His face lit up every time he mentioned his destination — the United States — but like many Central American children, Juan’s dream ended abruptly when Mexican officers caught him riding a freight train.

The willowy 16-year-old boy’s story is the same as that of thousands of minors from El Salvador, Honduras and Guatemala who are still crossing Mexico’s southern border alone despite a crackdown on illegal migration.

Juan was detained once before in Mexico City and deported back to Honduras months ago, but his mother urged him to grab his backpack again and navigate the perilous route north, where criminals often exploit and attack migrants.

“If they kill me, they kill me, and if I stay alive, I just keep going forward,” Juan, whose name was changed for security reasons, said after a failed attempt to hop on the train known as “La Bestia,” which is moving faster these days to prevent migrants from hitching a ride.

“I want to escape my economic situation and the violence.
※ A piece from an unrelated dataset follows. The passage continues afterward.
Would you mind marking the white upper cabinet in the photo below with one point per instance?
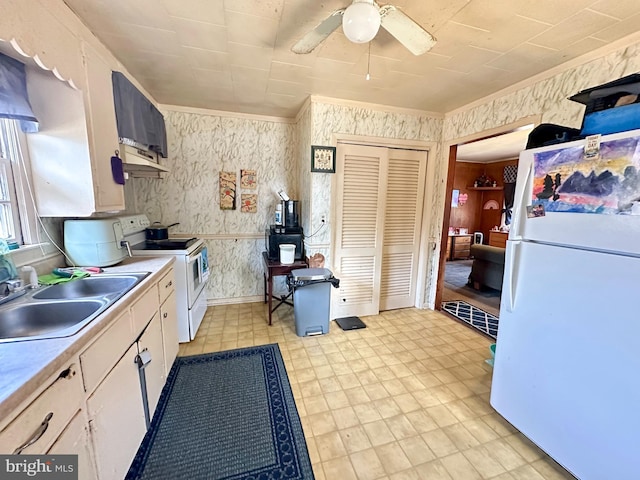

I want to flee the gangs, the drugs, because if I return to Honduras, they can kill me,” he said after walking in scorching temperatures for days.

Initially, he had managed to “only” be robbed in Guatemala, where his shoes and clothes were stolen at gunpoint.

But his trip came to a sudden halt when migration agents raided the train at around midnight recently near Palenque in Mexico’s southern state of Chiapas.

This time, his face lit up — in the glare of a flashlight — as officers bundled the frightened teen and a dozen other migrants into a van that would haul him to a detention center.